The total viewing times, including all re-fixation times after the first encounter (i.e., re-reading) and the go-past times (including all fixations up to the moment the next word in the sentence is fixated), showed, in addition to a reliable degradation effect, a reliable interaction of word color and underlining and a reliable effect of underlining, respectively. Figure 1B clearly shows the origin of the interaction in total viewing times and the underlining effect in go-past times. The latter was indicated by lower go-past times for not underlined words in contrast to underlined words. The interaction for the total viewing times was reflected by the reduced fixation times for un-highlighted black-presented words in contrast to all other conditions including blue underlined, blue not-underlined and black underlined words (confirmed by post-hoc analysis: underlining effect for black targets; estimate = 0.046; SE = 0.020; t = 2.29; no underlining effect for blue targets; estimate = 0.002; SE = 0.016; t = 0.12). Both the interaction in total viewing times and the underlining effect in go-past times indicate that highlighting influences processing after first pass reading. The comparison of the two measures showed that re-readings after the target word was passed (reflected by total viewing times) reduced the effect of underlining for blue written words. This indicates that highlighting either by color or underlining increases the total reading times reflecting the allocation of additional attentional resources to highlighted words after the target word was first passed. Therefore, the reduced skipping probability of blue target words, described by Fitzsimmons, Weal & Drieghe (2013) in their experiment one, might also reflect a highlighting effect for sentences in which target word skipping can be realized to a higher extent. Finally, the finding of their second experiment in which they observed longer go-past on blue low frequent words in contrast to black low frequent words could be replicated (color effect for not underlined words irrespective of preview; go-past times: estimate = 0.029; SE = 0.013; t = 2.27).
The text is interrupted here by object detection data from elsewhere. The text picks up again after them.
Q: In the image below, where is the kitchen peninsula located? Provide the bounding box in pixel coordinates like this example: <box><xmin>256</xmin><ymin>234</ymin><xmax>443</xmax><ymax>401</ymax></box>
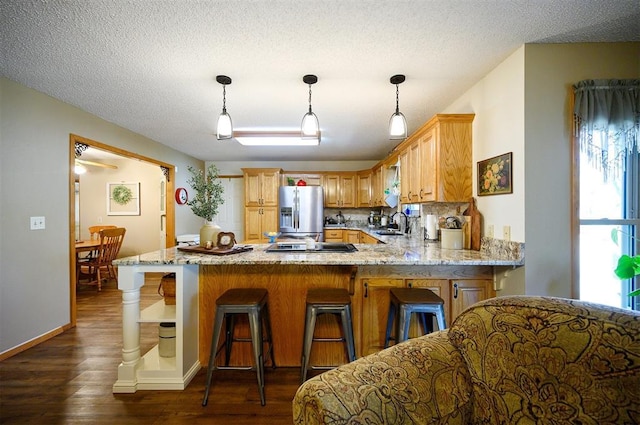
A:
<box><xmin>113</xmin><ymin>229</ymin><xmax>524</xmax><ymax>392</ymax></box>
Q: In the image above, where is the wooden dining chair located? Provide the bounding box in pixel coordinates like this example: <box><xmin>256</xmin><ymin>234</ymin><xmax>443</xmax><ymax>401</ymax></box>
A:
<box><xmin>78</xmin><ymin>227</ymin><xmax>127</xmax><ymax>291</ymax></box>
<box><xmin>89</xmin><ymin>224</ymin><xmax>118</xmax><ymax>239</ymax></box>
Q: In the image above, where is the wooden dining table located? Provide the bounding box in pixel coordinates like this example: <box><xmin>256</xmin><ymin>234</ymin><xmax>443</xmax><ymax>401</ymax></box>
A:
<box><xmin>76</xmin><ymin>239</ymin><xmax>100</xmax><ymax>252</ymax></box>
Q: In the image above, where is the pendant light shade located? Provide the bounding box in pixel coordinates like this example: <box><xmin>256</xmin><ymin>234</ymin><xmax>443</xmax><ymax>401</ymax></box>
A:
<box><xmin>300</xmin><ymin>75</ymin><xmax>320</xmax><ymax>139</ymax></box>
<box><xmin>216</xmin><ymin>75</ymin><xmax>233</xmax><ymax>140</ymax></box>
<box><xmin>389</xmin><ymin>74</ymin><xmax>407</xmax><ymax>140</ymax></box>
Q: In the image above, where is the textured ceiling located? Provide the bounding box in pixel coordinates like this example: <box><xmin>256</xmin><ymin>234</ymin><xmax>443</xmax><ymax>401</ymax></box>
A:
<box><xmin>0</xmin><ymin>0</ymin><xmax>640</xmax><ymax>161</ymax></box>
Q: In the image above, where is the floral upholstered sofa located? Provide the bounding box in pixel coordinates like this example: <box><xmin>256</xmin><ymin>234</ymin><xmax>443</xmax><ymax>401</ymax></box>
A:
<box><xmin>293</xmin><ymin>296</ymin><xmax>640</xmax><ymax>425</ymax></box>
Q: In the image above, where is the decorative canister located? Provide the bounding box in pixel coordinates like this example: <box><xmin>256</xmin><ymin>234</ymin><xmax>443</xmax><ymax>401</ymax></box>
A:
<box><xmin>440</xmin><ymin>229</ymin><xmax>463</xmax><ymax>249</ymax></box>
<box><xmin>158</xmin><ymin>322</ymin><xmax>176</xmax><ymax>357</ymax></box>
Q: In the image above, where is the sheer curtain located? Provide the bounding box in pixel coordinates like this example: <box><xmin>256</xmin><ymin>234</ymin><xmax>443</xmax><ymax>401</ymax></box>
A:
<box><xmin>573</xmin><ymin>80</ymin><xmax>640</xmax><ymax>308</ymax></box>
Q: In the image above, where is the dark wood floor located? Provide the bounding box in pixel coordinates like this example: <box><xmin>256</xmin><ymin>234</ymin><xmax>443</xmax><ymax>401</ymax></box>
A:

In sum, the present study demonstrated that reading was not significantly hampered by blue text presentation. Thus, the current findings do not indicate a bottom-up perceptual disadvantage of blue underlined hypertext in foveal and parafoveal processing. In contrast, the increased total viewing time for highlighted stimuli indicates an additional allocation of attentional resources triggered by top-down processes. These processes might reflect the learned association of hypertext to informative snips of texts in the Internet. Using blue underlined stimuli effectively highlights hypertext without hindering parafoveal and foveal perceptual processes during reading. In addition, the present study shows that text underlining and color results in highlighting, which indicates that either could be used independently to optimally implement hypertext. In conclusion, blue underlined hypertext allows effective reading and, therefore, can be safely recommended to web designers for future use.